Proprio così. Nella legislazione europea per le auto e i camion viene definito lo standard di grammi di CO2 per chilometro percorso. Lo standard per il 2021 prevede che ogni casa produttrice deve avere come media di vetture passeggeri immesse sul mercato l’emissione di 95 grammi di CO2 per chilometro. Questa emissione è indipendente dal tipo di alimentazione: se vengono alimentate con etanolo, per esempio, queste auto emettono CO2 a impatto zero perché non è anidride carbonica aggiuntiva estratta dal sottosuolo ma la stessa CO2 che era stata assorbita dall’atmosfera dalle piante che ho usato per produrre l’alcol. L’impegno è tutto mirato sul produttore di auto e non c’è alcun incentivo affinché il produttore di carburanti investa per ridurre la CO2.

In sostanza che dice Fuels Europe?

In sostanza perdiamo l’occasione di una decarbonizzazione veloce e che non pesa sulle tasche dei consumatori e dei governi. La nostra prima richiesta è che i benefici del carburante a basso contenuto di carbonio vengano riconosciuti dalla legislazione, in modo che si possa creare un mercato di questi prodotti e quindi che vi sia un ritorno per chi vi investe nel sostituire i carburanti fossili.
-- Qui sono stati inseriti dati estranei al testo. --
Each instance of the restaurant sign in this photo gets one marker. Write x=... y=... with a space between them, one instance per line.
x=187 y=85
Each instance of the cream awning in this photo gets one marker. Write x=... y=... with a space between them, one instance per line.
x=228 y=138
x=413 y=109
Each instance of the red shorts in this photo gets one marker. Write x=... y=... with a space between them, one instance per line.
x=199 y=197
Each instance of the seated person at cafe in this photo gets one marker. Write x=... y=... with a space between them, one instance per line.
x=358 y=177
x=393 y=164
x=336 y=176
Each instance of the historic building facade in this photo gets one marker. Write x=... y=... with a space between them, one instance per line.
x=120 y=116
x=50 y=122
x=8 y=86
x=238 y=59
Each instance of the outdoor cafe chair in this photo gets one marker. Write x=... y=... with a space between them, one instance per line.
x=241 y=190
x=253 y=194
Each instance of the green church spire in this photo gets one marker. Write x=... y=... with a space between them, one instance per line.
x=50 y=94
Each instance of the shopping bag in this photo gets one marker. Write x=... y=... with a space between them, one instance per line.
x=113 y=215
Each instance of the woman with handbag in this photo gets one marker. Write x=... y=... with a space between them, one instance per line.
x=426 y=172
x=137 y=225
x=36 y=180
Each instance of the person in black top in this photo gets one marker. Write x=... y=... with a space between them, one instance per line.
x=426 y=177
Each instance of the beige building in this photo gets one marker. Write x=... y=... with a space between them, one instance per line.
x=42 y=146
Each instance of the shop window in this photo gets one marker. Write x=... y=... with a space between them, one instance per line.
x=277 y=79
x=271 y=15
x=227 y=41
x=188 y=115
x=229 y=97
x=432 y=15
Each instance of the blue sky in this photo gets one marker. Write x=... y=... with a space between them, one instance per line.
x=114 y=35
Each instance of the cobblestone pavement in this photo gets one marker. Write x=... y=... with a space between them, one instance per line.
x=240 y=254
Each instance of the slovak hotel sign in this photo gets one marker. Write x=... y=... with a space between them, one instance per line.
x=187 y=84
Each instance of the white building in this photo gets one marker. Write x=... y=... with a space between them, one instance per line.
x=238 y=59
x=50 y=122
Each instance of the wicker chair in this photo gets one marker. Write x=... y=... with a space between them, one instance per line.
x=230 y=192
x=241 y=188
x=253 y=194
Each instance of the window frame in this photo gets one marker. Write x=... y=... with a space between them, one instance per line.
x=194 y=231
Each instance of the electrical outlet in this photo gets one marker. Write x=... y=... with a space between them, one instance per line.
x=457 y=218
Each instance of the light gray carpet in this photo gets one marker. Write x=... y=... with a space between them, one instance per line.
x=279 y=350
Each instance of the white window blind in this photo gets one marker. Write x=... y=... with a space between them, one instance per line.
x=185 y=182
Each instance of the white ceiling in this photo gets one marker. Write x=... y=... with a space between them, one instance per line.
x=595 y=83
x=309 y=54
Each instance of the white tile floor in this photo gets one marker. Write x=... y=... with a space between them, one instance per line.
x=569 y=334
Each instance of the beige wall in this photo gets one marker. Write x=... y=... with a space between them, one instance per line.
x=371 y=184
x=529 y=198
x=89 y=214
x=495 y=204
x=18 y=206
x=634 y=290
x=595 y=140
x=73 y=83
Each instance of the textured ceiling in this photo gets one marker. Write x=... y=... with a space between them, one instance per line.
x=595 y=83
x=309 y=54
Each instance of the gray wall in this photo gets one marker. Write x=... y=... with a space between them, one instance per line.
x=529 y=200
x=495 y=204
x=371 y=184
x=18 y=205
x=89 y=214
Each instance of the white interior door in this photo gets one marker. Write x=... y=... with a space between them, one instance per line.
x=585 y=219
La vostra associazione dovrebbe affrontare in pubblico il tema.

È ciò che stiamo provando a fare. Parliamone. Vogliamo collaborare con il legislatore, con le altre industrie e con i consumatori. Senza costringere i cittadini a cambiare auto, entro il 2050 può essere al 100% neutrale per il clima il trasporto su strada e una parte consistente dei trasporti aerei e navali.

Forse la CO2 non ha molto valore sul mercato.

Certo; questo è uno dei temi. Per esempio, se la CO2 costasse di più, ci sarebbe un valore diverso per la Ccs, la carbon capture and storage, che viene tolta dall’atmosfera per essere usata come propellente iniettato nei giacimenti petrolieri oppure seppellita nel sottosuolo sotto il fondo del mare.

Ma i costi del seppellimento dell’anidride carbonica non sono proibitivi?

I costi della tecnologia si riducono a mano a mano che si cresce di scala. Nel mondo ormai ci sono 21 impianti di sequestro del carbonio, e costano fra i 50 e i 100 euro per tonnellata di CO2 bloccata, ma l’anidride carbonica sul mercato europeo delle emissioni Ets non vale più di 20-25 euro la tonnellata. Costa meno liberarla in aria che seppellirla.

Prima lei parlava delle bioraffinerie. Tocchiamo il tema spinoso dell’olio di palma?

La biomassa usata dev’essere sostenibile. L’olio di palma è accusato di essere il frutto di abbattimenti di foresta pluviale attuati per allestire le piantagioni di palma da olio. È un tema importante. In primo luogo, la Commissione europea nella direttiva Rinnovabili esclude gradualmente dal segmento delle fonti rinnovabili di energia la cosiddetta biomassa di prima generazione, se essa compete con il cibo, se causa deforestazione o se comunque rovina l’ambiente. Per esempio l’Eni dal 2023 non userà più olio di palma nelle bioraffinerie di Venezia e Gela. Anche altre aziende della raffinazione seguono questo percorso.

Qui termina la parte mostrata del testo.